By Associated Press • 

Oregon to do random testing for COVID-19 as it readies to reopen

By ANDREW SELSKY Associated Press

SALEM, Ore. (AP) — Oregon will launch an ambitious COVID-19 random testing program and increase contact tracing as it readies to reopen the economy, Gov. Kate Brown said Friday, though a top state official said reopening will inevitably cost lives.

She announced at a news conference that ultimately 100,000 volunteers will be needed.

“This program is a game changer,” Brown said. "It will give us a more accurate understanding of the true rate of infections in Oregon and to have ongoing precision monitoring of any new outbreaks.”

Brown also said some rural Oregon counties where there are almost zero coronavirus cases could begin reopening slowly starting May 15.

The governors of Oregon, Washington state, California, Colorado and Nevada have agreed to coordinate the reopening of their states, but Brown told reporters that she and Washington state Gov. Jay Inslee are not in lockstep.

“I would say that we are marching on a similar path, but we’re taking different trails off of that path,” Brown said. “I do know that Gov. Inslee was quite frustrated that he closed down construction and manufacturing and wished he’d taken the approach that Oregon took.”

The random program will be carried out in a partnership with Oregon Health & Science University, she said.

“This study plays an important role in allowing us to determine where the virus is located across our state. Information from our community members is the key to uncovering this data,” said David Bangsberg, founding dean of the Oregon Health & Science University-Portland State University School of Public Health.

A request for volunteers will go out mid-May. When any of the 100,000 volunteers develop COVID-19 symptoms, they will be tested.

A few other states have started similar testing but Oregon has “the opportunity to accelerate the impact and learn from the information,” said Oregon Health & Science University President Danny Jacobs.

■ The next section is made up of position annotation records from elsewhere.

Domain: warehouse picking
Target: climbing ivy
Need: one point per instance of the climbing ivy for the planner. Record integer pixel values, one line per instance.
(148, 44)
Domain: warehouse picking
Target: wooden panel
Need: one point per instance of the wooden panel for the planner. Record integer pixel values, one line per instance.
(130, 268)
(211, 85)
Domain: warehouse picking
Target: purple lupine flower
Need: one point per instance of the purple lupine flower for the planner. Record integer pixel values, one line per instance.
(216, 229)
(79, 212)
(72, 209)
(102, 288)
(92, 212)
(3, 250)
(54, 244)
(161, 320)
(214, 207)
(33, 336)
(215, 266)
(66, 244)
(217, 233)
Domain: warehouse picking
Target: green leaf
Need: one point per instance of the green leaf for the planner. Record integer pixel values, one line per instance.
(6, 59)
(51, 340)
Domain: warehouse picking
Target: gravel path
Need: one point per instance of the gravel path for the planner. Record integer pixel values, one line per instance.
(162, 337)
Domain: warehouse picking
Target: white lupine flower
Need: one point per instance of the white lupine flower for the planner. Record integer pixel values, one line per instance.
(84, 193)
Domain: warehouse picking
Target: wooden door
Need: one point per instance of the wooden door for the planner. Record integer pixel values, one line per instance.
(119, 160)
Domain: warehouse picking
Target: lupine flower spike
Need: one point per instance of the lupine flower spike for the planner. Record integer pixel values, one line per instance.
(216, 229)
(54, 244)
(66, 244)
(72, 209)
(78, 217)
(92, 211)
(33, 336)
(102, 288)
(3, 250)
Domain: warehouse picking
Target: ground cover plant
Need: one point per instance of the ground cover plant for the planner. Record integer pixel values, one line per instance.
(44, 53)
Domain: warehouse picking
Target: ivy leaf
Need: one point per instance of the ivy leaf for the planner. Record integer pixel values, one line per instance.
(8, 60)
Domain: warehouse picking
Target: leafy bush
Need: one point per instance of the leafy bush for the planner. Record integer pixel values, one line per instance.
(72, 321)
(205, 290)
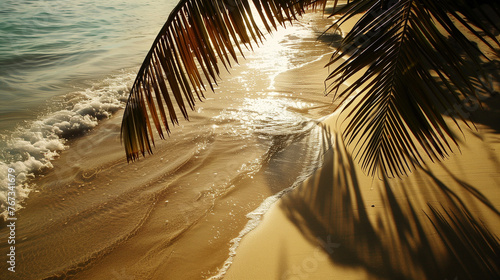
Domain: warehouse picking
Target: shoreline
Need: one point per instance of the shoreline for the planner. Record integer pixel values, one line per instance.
(346, 225)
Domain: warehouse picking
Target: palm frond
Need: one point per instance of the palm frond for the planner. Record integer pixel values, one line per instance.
(185, 59)
(412, 76)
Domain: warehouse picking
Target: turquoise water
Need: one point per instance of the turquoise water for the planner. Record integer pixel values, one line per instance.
(50, 47)
(65, 65)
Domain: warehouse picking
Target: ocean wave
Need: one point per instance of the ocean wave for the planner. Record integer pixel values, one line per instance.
(30, 148)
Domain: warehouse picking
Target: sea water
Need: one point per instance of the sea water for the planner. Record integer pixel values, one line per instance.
(64, 65)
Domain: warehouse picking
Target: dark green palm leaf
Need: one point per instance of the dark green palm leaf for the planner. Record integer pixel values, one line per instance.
(185, 58)
(412, 76)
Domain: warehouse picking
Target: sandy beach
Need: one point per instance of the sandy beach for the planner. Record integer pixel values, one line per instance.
(439, 222)
(258, 185)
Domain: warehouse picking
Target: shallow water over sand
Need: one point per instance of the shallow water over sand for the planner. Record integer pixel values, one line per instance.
(94, 216)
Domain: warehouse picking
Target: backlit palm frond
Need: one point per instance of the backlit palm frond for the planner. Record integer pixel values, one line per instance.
(185, 59)
(395, 110)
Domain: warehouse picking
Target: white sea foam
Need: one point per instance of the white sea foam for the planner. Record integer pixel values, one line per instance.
(30, 148)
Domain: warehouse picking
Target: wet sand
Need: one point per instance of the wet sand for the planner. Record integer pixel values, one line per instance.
(439, 222)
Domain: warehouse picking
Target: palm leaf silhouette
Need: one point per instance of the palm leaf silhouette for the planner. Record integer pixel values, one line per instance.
(184, 60)
(412, 76)
(395, 116)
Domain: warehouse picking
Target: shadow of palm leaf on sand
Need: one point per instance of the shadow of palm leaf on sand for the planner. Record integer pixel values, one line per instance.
(397, 228)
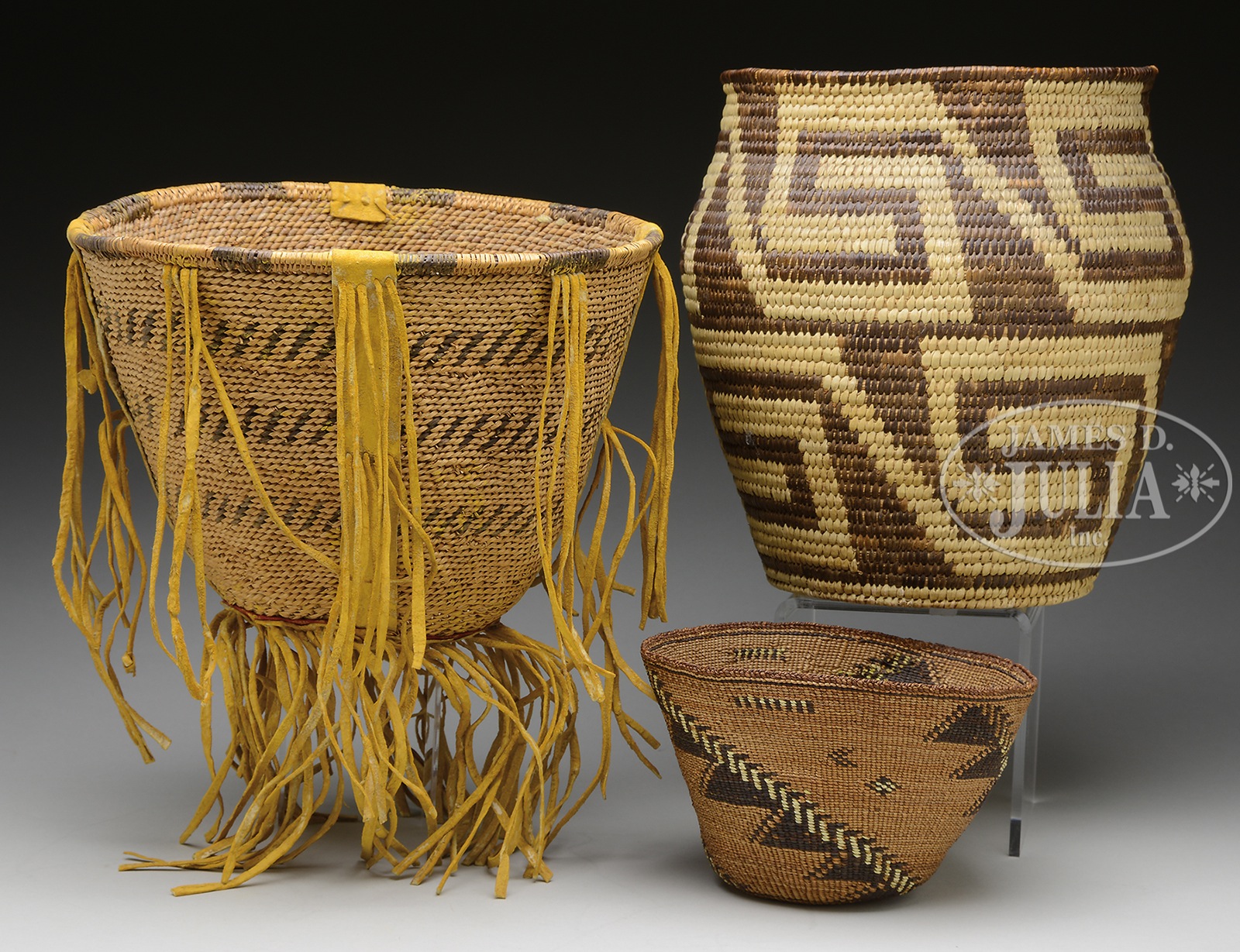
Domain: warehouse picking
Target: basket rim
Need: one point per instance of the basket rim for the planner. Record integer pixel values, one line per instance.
(1021, 681)
(766, 77)
(84, 232)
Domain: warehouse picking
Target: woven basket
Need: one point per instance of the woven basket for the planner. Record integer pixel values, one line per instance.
(828, 764)
(369, 414)
(882, 266)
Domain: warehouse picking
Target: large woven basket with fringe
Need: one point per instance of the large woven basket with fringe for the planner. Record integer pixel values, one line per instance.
(369, 414)
(828, 764)
(934, 311)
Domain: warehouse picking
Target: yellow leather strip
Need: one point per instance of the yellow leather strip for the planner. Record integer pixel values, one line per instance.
(359, 201)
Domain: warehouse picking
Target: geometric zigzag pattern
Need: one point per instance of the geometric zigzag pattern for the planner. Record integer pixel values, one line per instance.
(794, 821)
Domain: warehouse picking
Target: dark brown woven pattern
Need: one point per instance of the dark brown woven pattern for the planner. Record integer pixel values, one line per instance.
(828, 764)
(878, 264)
(473, 278)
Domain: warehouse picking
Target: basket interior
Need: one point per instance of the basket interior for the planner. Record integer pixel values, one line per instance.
(418, 223)
(828, 654)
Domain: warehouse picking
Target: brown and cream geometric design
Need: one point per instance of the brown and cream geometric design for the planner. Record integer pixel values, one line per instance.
(878, 263)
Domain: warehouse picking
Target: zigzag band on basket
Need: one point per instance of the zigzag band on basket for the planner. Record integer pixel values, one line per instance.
(828, 764)
(884, 264)
(369, 414)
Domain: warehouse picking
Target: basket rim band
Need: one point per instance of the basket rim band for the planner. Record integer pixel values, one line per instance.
(760, 77)
(1023, 683)
(84, 232)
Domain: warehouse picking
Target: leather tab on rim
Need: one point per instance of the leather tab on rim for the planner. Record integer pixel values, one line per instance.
(359, 201)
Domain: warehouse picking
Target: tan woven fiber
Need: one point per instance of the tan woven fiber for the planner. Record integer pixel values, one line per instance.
(880, 266)
(369, 414)
(828, 764)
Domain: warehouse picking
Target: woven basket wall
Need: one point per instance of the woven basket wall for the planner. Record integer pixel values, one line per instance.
(882, 263)
(474, 278)
(828, 764)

Health officials warned that opening up the state will inevitably cost lives, but that standing still forever is not an option.

“We know when we take this step that in fact there will be more disease in the state. More people will get sick and sadly, more people will die," Health Authority Director Patrick Allen said in a telephone interview. “And the challenge for us is to make sure that we’re managing that risk and mitigating it as effectively as we possibly can.”

Oregon also plans to step up contact tracing, so anyone who was in contact with someone who gets the coronavirus can be contacted and monitored.

For aggressive contact tracing, Oregon needs about one person for every 10,000 Oregonians, meaning about 600 additional people must help with contact tracing, state health officer Dean Sidelinger said.

They will be “trained up quickly to deploy either remotely via a phone or out into communities to help with the contact tracing,” Sidelinger said over the phone.

For most people, the coronavirus causes mild or moderate symptoms, such as fever and cough, that clear up in two to three weeks. But it can cause more severe illness, including pneumonia, and death for some people, especially older adults and people with existing health problems.

Modeling shows Oregon could have about 2,800 people infected by the coronavirus currently, including unknown and untested people, officials said. So far, 103 people are known to have died from the virus in Oregon.

Before the random testing plan was announced, officials said Oregon needs the ability to conduct 12,250 tests per week, for a rate of 29 per 10,000, according to health officials. That level would have to increase as stay-home orders are eased. In recent weeks COVID-19 testing has increased to more than 9,000 tests per week.

Allen said maintaining the lockdown indefinitely is not a solution.

“The challenge for us is to make sure that we’re managing that risk and mitigating it as effectively as we possibly can,” Allen said. "The flip side of the coin is staying where we are today also has risk. We can’t keep everything shut down, including health care and important sectors of the economy, essentially forever.”